Early Data on Novel MK2 Inhibitor to Treat Inflammatory Diseases Promising

ACR CONVERGENCE 2021—The mitogen-activated protein kinase (MAPK) activated protein kinase-2 (MK2) pathway increases pro-inflammatory factors including, but not limited to, tumor necrosis factor (TNF-α), interleukin (IL) 6 and IL-17. A phase 1 study of an irreversible inhibitor of MK2, CC-99677, was presented by Kofi Mensah, MD, PhD, professor of medicine and rheumatology at Yale School of Medicine, New Haven, Conn., and a rheumatologist at Yale New Haven Health/Yale New Haven Hospital, during ACR Convergence 2021.¹

Methods

This double-blind, placebo-controlled study sought to characterize the safety, pharmacokinetics and pharmacodynamics of CC-99677 in healthy adults (NCT03554993). Thirty-seven healthy adults were enrolled in five dose-level groups, which ranged from 10 mg to 150 mg of CC-99677 or placebo, randomized in a 3:1 ratio of those taking the study drug to those taking placebo. Study participants were given their respective doses daily for 14 days.

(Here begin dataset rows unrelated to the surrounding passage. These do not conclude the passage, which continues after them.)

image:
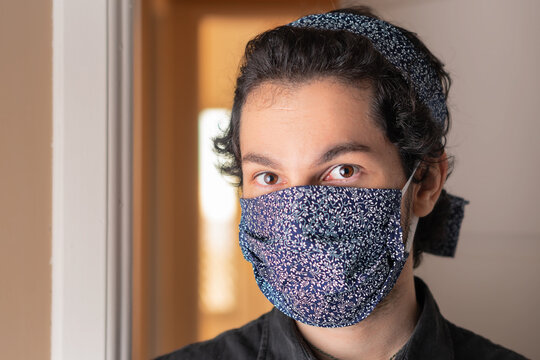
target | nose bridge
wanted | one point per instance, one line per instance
(302, 177)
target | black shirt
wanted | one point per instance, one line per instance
(274, 336)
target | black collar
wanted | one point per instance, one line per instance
(431, 338)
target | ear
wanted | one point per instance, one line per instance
(427, 192)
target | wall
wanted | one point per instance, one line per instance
(25, 178)
(492, 52)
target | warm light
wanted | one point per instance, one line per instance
(218, 215)
(217, 196)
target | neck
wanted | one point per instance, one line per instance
(378, 337)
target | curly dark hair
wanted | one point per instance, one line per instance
(296, 55)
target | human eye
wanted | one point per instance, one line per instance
(268, 178)
(342, 172)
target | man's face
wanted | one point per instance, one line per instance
(316, 133)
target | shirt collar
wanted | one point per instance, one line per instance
(430, 339)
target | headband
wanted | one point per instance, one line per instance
(388, 40)
(417, 70)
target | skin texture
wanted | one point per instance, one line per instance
(321, 132)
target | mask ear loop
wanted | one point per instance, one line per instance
(414, 219)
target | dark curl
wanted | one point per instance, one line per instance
(294, 55)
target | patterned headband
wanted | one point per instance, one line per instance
(395, 47)
(418, 72)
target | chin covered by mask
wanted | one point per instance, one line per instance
(325, 255)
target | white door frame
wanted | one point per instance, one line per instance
(92, 168)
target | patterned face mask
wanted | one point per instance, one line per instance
(325, 255)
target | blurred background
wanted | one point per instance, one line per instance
(189, 279)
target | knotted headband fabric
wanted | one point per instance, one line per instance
(417, 70)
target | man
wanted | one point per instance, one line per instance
(337, 138)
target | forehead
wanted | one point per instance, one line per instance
(320, 111)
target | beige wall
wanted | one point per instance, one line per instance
(492, 51)
(25, 178)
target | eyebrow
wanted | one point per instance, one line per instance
(329, 155)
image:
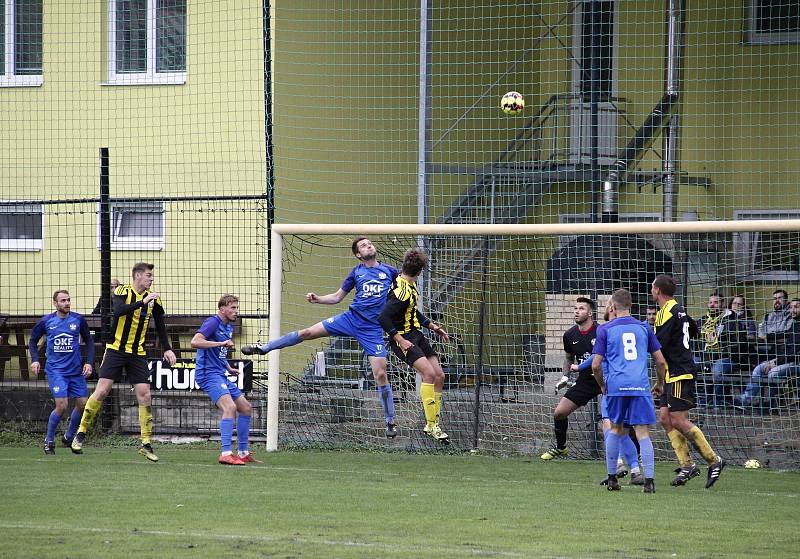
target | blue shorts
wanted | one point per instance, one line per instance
(368, 334)
(216, 385)
(631, 410)
(67, 386)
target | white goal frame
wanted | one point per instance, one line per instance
(279, 230)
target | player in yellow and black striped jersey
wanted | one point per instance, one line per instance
(674, 328)
(402, 320)
(133, 307)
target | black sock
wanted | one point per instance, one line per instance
(560, 428)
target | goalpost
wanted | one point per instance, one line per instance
(507, 292)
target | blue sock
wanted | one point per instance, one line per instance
(628, 451)
(242, 432)
(290, 339)
(52, 423)
(74, 423)
(387, 401)
(226, 433)
(612, 452)
(648, 457)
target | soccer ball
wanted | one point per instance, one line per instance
(512, 103)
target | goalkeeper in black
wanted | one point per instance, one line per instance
(402, 321)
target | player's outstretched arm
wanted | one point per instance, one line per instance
(329, 299)
(437, 329)
(597, 371)
(661, 371)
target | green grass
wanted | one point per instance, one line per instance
(110, 502)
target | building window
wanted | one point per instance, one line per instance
(21, 226)
(147, 42)
(20, 43)
(773, 22)
(767, 256)
(136, 226)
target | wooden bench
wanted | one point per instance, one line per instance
(15, 331)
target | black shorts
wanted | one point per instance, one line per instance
(678, 396)
(422, 348)
(584, 391)
(135, 367)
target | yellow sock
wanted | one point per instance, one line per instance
(428, 402)
(89, 414)
(681, 448)
(698, 439)
(146, 423)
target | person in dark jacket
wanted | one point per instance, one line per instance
(775, 372)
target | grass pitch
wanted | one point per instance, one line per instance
(111, 502)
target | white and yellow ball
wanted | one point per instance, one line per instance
(512, 103)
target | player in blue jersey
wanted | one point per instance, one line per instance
(629, 446)
(623, 344)
(372, 280)
(213, 341)
(66, 371)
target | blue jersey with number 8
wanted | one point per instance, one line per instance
(625, 344)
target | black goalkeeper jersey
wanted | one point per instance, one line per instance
(674, 329)
(579, 344)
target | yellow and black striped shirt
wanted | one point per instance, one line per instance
(131, 318)
(674, 328)
(400, 314)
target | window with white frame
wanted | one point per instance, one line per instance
(21, 226)
(20, 43)
(773, 22)
(768, 256)
(147, 42)
(136, 226)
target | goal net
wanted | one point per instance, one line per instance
(506, 296)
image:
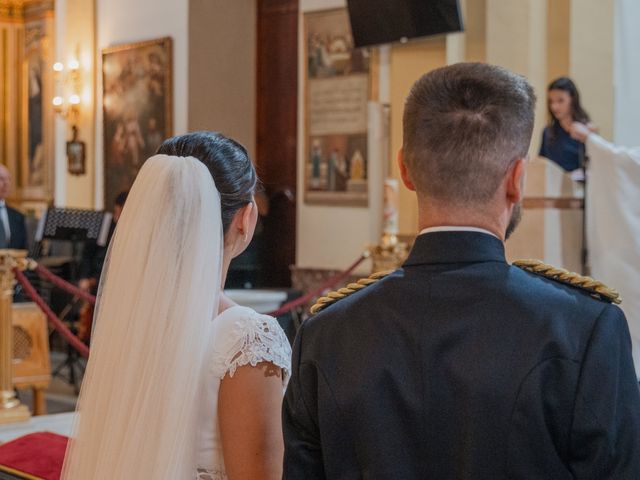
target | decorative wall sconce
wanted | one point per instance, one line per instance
(67, 103)
(68, 88)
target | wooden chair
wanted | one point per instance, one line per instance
(31, 367)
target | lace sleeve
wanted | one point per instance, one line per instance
(252, 338)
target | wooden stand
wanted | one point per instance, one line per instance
(11, 410)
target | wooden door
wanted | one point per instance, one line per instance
(277, 103)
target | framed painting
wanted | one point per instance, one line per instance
(137, 108)
(336, 98)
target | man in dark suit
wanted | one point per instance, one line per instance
(459, 365)
(13, 232)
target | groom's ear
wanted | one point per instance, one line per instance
(247, 218)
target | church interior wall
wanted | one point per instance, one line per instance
(222, 69)
(75, 40)
(214, 88)
(626, 74)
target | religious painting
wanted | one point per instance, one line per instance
(337, 94)
(137, 103)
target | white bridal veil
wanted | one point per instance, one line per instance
(158, 296)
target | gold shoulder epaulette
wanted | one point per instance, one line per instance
(333, 297)
(596, 289)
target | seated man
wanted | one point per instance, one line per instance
(13, 232)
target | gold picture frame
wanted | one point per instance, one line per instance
(137, 108)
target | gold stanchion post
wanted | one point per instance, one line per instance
(11, 410)
(390, 253)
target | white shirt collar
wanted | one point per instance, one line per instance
(446, 228)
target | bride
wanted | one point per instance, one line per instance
(181, 383)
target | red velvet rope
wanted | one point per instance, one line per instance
(329, 284)
(64, 285)
(73, 340)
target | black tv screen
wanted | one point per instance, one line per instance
(374, 22)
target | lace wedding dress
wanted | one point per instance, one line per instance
(241, 337)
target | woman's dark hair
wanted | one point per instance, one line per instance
(227, 161)
(578, 114)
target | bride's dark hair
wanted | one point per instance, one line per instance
(227, 161)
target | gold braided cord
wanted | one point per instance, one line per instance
(343, 292)
(572, 278)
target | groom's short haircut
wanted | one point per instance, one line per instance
(463, 125)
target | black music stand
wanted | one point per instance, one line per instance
(75, 226)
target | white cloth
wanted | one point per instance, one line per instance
(456, 229)
(4, 218)
(613, 225)
(157, 301)
(240, 337)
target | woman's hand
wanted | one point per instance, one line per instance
(249, 412)
(580, 131)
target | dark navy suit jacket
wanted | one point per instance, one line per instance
(460, 366)
(18, 229)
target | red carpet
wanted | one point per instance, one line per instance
(36, 456)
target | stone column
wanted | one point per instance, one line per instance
(11, 410)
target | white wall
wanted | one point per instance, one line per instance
(627, 73)
(327, 237)
(124, 21)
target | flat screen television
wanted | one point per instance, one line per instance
(374, 22)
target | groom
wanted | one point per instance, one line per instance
(459, 365)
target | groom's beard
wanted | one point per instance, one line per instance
(516, 216)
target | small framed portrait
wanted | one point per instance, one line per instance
(76, 157)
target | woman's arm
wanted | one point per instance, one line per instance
(249, 412)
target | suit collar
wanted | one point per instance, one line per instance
(455, 247)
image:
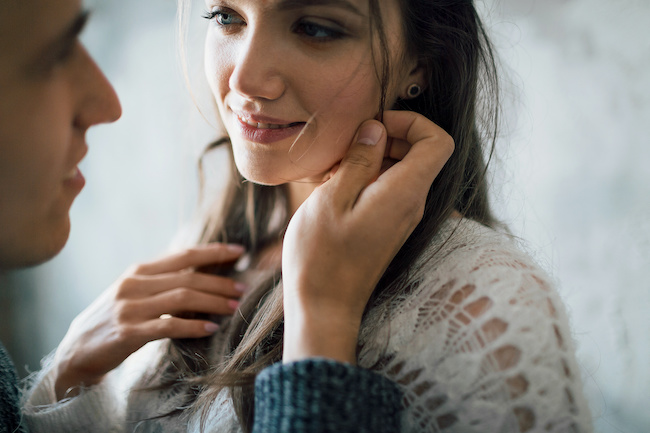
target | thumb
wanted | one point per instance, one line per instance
(362, 163)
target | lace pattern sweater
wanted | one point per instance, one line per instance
(477, 342)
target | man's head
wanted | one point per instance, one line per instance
(51, 92)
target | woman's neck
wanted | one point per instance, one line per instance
(298, 193)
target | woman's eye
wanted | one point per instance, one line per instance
(317, 31)
(223, 18)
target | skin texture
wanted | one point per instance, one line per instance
(330, 82)
(335, 248)
(52, 92)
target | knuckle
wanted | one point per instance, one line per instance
(138, 268)
(123, 312)
(359, 160)
(166, 326)
(180, 295)
(126, 333)
(127, 285)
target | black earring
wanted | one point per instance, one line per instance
(414, 90)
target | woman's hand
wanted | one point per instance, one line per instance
(128, 314)
(343, 237)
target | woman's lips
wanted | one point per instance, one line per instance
(74, 180)
(267, 132)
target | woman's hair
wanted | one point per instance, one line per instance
(460, 95)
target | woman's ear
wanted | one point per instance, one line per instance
(414, 83)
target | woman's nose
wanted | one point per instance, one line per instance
(257, 69)
(98, 102)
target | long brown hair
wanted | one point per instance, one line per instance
(461, 95)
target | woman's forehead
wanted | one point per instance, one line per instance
(354, 6)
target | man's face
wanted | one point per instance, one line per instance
(51, 92)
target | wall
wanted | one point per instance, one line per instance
(571, 177)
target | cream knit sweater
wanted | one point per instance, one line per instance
(478, 342)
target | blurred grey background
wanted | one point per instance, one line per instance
(572, 176)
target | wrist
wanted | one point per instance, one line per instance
(317, 334)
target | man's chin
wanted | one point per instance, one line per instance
(34, 249)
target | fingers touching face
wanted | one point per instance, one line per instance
(294, 80)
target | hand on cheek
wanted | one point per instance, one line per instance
(343, 237)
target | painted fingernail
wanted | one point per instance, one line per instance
(370, 134)
(211, 327)
(241, 287)
(234, 248)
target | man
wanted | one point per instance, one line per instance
(51, 92)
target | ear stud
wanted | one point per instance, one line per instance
(414, 90)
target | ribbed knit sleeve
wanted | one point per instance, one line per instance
(320, 395)
(9, 415)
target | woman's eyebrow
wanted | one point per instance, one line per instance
(72, 31)
(296, 4)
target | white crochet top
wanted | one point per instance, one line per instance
(479, 342)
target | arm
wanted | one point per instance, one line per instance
(80, 384)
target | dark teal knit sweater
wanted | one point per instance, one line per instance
(9, 415)
(325, 396)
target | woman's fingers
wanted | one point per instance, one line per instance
(431, 147)
(176, 301)
(193, 257)
(362, 162)
(174, 327)
(140, 286)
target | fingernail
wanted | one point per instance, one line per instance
(211, 327)
(370, 134)
(234, 248)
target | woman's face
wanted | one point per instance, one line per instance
(293, 80)
(51, 93)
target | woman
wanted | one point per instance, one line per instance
(345, 262)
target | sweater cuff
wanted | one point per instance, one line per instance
(319, 395)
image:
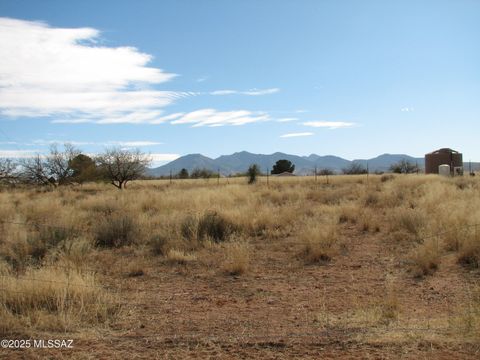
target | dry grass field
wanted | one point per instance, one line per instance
(378, 267)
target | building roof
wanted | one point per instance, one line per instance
(444, 151)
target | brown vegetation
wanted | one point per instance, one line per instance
(356, 260)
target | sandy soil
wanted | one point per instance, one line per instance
(281, 308)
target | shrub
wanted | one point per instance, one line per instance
(215, 226)
(159, 244)
(319, 243)
(33, 300)
(469, 253)
(237, 258)
(425, 260)
(189, 227)
(179, 256)
(115, 231)
(253, 171)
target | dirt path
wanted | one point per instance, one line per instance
(283, 308)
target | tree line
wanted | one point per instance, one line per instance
(69, 166)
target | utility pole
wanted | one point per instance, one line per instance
(367, 172)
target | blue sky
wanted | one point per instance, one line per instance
(349, 78)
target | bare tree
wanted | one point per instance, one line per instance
(34, 171)
(52, 169)
(58, 163)
(8, 171)
(121, 166)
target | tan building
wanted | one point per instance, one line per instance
(444, 156)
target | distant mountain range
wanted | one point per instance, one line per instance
(240, 161)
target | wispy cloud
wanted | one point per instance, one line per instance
(202, 78)
(63, 74)
(133, 143)
(251, 92)
(128, 144)
(213, 117)
(329, 124)
(18, 154)
(46, 71)
(297, 134)
(287, 119)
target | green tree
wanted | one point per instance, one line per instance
(252, 172)
(120, 166)
(202, 174)
(84, 169)
(325, 172)
(354, 169)
(282, 166)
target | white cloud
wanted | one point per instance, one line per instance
(127, 144)
(213, 118)
(202, 78)
(18, 154)
(297, 135)
(166, 118)
(133, 143)
(251, 92)
(287, 119)
(329, 124)
(46, 71)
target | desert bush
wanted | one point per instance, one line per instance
(319, 242)
(115, 231)
(213, 225)
(413, 221)
(175, 256)
(189, 228)
(237, 257)
(425, 260)
(54, 299)
(469, 253)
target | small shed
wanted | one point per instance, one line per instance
(444, 156)
(285, 173)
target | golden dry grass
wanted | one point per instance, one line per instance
(179, 223)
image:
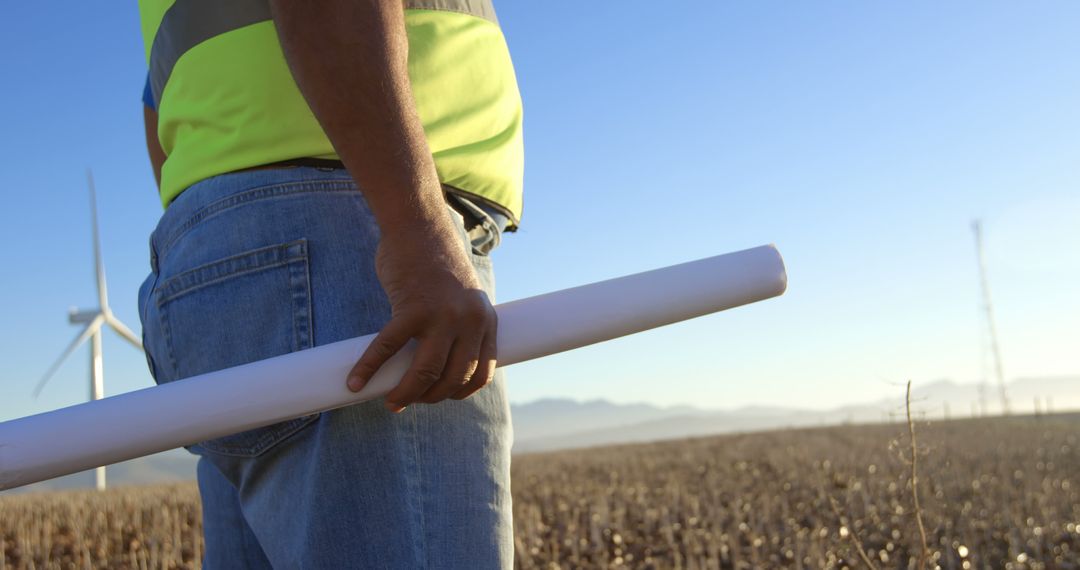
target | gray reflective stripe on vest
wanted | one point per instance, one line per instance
(189, 23)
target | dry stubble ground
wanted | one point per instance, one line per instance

The primary study outcome was the safety and tolerability of multiple daily doses of CC-99677. The study’s secondary and exploratory outcomes included an assessment of the CC-99677 plasma pharmacokinetic profile and its pharmacodynamic effects, as measured by MK2 target occupancy and ex vivo inhibition of inflammatory cytokines in the whole blood of study participants.

The Results

The CC-99677 multiple-dose pharmacokinetic characteristics showed linear, dose-proportional increases in drug uptake from 10 mg to 150 mg using a once-daily dosing schedule over 14 days. In the study, the daily dosing of CC-99677 up to 150 mg was shown to be safe and well tolerated by participants. The drug showed a proportional and linear increase in drug levels across the 14-day study. During the study, once-daily dosing led to the desired effect of a sustained decrease in TNF-α and other cytokines and chemokines throughout the 14 days. This finding was noted for all five dosing groups. Steady-state levels were reached by day 8.

According to Mensah et al., “Daily treatment resulted in dose-dependent increases in target engagement between 10 and 120 mg and plateauing at the 120- and 150 mg-dose levels.” Sustained reductions of TNF-α and other cytokines occurred during dosing.

Overall, this small preliminary study showed that administration of once-daily CC-99677 was safe and well tolerated, with linear pharmacokinetics and sustained reductions of TNF-α and pro-inflammatory cytokines and chemokine creation, making CC-99677 inhibition of MK2 a promising new therapeutic approach to the management of inflammatory diseases. Phase 2 studies in patients with spondyloarthritis are in the planning stages.